サメラに書類を渡すと、サメラはパラパラと見てから満足そうに別の棚にしまいこむ。

「こうやって見ると僕の秘書だね」
「お前の秘書なんてお断りだ。」
「前の対戦では横に立ってたのに」
「ゴルベーザに一矢報いたかっただけだしな。」

よそ回りするよりも、お前たちと一緒に行ったほうが早いと思っていたんだが、まぁ。よくもあれだ。ダムシアンの王子やエブラーナ王の子、ミストで生き残った召喚士、ファブールの次期国王やバロンの王だとか、どうしてそうハイソサエティの人間ばかりが集まってるんだか。
ギルバートが自分を名乗りだしたあの時の衝撃は忘れられそうにない。そうつぶやくと気にしすぎだよ。たまたまだよ。なんてセシルが笑うけれども。この間の大戦だってそうだろう。そう言い返すとすぐにセシルは黙る。どうやら思い当たる節はあったのだろう。

「でも、サメラだって立役者なわけなんだし。

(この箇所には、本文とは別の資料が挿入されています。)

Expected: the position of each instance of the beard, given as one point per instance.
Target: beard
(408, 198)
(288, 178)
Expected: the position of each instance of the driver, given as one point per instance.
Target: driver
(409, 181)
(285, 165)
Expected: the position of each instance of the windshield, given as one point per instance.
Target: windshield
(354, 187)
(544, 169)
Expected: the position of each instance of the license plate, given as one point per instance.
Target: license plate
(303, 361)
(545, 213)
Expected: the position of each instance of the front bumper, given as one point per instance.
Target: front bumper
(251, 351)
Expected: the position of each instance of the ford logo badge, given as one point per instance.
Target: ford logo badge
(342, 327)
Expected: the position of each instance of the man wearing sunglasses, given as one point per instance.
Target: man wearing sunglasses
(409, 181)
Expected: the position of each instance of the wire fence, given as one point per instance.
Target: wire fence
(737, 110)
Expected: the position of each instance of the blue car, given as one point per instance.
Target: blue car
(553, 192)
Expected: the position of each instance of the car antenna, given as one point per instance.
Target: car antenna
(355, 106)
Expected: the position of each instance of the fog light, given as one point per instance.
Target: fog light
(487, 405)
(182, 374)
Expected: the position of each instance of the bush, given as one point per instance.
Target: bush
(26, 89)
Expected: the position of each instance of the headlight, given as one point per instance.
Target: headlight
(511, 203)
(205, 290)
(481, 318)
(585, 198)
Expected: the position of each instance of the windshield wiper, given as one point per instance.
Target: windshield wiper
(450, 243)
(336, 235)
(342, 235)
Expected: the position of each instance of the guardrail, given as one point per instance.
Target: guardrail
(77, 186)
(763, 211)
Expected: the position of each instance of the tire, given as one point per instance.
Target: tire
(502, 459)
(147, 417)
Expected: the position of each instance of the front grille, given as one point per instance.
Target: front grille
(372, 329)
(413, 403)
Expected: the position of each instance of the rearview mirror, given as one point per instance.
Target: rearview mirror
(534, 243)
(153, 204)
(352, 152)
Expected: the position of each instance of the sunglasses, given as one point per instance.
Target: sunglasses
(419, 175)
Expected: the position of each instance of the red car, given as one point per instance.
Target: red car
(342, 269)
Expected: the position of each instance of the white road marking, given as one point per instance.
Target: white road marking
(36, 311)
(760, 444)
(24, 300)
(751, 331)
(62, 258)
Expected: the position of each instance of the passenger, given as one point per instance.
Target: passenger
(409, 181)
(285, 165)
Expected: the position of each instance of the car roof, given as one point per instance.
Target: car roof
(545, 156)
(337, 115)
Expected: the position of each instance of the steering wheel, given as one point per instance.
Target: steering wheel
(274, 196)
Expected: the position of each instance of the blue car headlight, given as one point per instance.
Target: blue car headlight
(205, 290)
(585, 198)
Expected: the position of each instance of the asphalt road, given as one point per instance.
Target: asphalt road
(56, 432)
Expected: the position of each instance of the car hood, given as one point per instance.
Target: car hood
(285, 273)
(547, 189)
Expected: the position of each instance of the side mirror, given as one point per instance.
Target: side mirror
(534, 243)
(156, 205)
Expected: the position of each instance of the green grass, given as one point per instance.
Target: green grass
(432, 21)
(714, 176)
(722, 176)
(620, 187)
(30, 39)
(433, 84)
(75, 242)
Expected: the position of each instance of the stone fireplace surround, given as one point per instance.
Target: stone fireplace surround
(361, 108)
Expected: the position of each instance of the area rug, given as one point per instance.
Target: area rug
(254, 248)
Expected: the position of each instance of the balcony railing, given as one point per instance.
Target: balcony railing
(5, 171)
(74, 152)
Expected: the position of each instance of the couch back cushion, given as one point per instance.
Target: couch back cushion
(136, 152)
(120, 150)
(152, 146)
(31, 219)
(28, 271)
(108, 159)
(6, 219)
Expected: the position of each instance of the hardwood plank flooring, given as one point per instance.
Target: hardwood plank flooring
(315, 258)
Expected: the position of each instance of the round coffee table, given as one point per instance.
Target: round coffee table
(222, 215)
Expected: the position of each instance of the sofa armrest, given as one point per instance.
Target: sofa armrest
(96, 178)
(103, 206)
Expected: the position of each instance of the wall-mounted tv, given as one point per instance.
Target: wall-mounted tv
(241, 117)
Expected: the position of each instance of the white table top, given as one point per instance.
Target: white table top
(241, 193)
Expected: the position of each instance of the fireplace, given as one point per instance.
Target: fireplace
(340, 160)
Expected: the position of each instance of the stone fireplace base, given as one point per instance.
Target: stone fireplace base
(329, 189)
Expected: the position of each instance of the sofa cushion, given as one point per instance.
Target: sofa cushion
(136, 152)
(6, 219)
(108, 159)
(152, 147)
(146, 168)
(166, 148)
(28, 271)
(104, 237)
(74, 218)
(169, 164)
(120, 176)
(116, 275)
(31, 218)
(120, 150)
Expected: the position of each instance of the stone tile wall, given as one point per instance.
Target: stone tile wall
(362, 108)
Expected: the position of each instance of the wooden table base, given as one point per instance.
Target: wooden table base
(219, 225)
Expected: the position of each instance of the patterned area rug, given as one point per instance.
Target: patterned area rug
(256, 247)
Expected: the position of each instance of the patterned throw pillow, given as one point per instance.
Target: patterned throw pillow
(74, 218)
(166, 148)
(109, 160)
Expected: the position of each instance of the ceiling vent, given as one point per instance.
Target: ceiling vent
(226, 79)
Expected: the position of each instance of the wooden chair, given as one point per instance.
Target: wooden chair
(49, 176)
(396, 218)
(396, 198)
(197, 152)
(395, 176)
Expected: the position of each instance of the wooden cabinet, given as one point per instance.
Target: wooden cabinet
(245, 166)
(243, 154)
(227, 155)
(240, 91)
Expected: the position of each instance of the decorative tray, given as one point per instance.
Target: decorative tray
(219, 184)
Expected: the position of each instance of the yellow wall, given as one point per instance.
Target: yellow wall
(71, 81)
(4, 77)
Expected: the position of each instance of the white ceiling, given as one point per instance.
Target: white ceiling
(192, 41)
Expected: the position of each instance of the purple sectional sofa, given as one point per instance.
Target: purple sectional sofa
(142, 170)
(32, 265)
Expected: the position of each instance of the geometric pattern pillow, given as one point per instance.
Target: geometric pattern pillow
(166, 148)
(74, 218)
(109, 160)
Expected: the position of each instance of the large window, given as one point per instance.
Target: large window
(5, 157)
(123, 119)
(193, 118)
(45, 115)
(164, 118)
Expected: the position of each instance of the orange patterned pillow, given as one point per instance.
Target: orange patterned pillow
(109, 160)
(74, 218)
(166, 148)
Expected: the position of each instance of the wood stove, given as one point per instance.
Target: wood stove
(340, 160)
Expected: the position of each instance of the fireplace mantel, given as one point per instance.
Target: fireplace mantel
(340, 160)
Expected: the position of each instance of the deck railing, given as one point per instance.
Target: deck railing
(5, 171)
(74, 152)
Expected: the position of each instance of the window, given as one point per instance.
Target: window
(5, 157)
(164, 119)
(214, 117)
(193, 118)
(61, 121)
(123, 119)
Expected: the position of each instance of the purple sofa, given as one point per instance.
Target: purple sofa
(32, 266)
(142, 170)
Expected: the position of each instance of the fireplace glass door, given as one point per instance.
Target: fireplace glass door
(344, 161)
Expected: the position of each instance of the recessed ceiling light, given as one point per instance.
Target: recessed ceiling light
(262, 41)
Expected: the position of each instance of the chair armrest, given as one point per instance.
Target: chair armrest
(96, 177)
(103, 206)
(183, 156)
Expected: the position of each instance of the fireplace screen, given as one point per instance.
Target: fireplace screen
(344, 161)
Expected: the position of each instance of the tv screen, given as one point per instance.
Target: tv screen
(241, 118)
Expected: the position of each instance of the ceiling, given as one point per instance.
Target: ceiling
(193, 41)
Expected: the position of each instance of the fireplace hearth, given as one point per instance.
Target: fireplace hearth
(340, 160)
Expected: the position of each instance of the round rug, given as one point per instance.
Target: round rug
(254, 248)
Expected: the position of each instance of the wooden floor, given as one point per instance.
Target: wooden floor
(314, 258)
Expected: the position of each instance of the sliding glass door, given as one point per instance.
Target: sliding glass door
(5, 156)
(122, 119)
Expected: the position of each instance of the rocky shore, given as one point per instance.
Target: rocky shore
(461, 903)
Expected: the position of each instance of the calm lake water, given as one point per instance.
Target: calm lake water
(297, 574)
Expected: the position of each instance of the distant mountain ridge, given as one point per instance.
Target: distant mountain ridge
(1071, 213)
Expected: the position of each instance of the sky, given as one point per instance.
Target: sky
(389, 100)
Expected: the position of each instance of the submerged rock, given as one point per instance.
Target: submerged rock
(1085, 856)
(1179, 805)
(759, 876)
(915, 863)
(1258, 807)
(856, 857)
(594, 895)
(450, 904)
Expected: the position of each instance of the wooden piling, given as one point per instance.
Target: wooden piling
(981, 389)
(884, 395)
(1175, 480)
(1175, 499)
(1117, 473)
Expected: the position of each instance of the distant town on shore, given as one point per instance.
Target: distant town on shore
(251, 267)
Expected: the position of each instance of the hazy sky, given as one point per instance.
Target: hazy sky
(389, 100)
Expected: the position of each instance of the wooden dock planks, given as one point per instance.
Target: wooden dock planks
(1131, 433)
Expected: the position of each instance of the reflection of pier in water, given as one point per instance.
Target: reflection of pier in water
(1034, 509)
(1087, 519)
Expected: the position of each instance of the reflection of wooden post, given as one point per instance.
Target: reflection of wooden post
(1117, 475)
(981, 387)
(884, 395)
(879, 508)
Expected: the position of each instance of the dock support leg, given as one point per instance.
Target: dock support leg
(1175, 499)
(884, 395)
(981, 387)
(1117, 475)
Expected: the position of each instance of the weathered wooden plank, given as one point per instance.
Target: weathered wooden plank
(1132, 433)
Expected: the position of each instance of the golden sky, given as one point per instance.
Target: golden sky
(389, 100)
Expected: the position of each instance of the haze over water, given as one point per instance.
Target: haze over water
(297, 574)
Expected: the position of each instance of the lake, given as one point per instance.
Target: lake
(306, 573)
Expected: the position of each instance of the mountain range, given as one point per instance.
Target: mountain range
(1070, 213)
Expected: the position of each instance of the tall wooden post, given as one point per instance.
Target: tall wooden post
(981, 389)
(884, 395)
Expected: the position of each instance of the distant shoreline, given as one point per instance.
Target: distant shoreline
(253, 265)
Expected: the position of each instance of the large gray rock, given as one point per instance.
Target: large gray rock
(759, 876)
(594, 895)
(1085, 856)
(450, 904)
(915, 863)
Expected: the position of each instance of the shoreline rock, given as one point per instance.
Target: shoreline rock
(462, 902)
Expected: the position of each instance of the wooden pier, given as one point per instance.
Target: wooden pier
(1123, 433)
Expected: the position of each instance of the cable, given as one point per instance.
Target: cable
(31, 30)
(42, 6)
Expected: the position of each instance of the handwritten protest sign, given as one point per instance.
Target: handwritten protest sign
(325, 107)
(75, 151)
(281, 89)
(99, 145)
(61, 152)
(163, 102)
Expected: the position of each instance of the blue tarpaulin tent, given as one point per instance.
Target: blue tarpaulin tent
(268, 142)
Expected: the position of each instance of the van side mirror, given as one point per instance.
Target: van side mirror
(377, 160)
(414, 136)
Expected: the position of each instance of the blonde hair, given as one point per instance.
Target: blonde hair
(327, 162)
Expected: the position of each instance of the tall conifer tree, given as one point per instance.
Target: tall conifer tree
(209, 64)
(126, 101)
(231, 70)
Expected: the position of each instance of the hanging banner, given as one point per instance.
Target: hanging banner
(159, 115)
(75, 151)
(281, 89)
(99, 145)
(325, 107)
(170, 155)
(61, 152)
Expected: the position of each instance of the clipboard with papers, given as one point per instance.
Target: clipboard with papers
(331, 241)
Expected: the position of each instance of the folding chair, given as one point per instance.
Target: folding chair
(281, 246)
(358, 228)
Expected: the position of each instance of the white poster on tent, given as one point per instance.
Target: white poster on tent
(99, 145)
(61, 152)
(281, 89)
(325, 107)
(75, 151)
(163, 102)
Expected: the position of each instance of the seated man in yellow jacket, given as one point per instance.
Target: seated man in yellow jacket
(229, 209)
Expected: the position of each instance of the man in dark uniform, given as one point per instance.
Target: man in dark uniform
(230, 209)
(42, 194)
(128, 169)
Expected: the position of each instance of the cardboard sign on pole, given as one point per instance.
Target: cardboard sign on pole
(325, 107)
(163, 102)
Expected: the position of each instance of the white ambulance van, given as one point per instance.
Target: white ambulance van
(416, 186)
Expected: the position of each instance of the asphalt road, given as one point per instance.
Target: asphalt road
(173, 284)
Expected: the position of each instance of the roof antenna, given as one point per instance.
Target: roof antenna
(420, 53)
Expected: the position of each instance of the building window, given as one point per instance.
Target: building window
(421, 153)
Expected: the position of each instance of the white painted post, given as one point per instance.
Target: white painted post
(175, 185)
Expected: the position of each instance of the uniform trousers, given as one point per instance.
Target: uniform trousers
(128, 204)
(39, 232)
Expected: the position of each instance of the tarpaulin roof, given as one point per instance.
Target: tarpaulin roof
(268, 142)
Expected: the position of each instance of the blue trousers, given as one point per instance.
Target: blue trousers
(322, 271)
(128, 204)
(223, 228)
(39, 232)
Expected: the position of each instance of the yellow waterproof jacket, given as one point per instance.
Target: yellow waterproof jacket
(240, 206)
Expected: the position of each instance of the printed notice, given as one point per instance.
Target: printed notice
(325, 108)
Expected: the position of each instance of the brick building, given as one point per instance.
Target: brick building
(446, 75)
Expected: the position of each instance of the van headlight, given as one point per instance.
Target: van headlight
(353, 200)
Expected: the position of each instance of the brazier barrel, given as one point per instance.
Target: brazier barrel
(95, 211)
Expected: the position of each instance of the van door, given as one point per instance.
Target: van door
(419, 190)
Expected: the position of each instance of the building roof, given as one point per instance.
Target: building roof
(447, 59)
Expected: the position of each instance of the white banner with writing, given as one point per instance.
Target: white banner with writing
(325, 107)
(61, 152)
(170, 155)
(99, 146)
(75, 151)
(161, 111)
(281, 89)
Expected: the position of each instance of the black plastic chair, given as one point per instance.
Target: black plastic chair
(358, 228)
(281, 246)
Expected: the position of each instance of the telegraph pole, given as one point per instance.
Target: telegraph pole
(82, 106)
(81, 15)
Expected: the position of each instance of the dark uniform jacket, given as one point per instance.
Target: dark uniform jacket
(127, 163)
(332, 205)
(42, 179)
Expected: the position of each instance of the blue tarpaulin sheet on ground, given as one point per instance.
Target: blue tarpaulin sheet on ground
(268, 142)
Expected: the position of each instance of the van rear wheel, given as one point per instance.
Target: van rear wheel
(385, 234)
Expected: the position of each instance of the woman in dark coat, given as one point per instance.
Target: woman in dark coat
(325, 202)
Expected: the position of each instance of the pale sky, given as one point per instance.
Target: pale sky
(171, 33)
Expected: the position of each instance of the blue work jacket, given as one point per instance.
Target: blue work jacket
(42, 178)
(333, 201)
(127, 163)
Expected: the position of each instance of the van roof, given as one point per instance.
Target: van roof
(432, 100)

」
「学のない旅芸人だけれどもな。」

それでもあきらめなかったでしょう?一緒に並ぶことは難しいのかもしれないけどさ。せめて戦闘の時ぐらいは隣に立ってよ。とセシルは言う。いままでもこれからも変わらない立ち位置なのに、何を言うのか。あきれを覚えつつサメラは応。と答えるだけにした。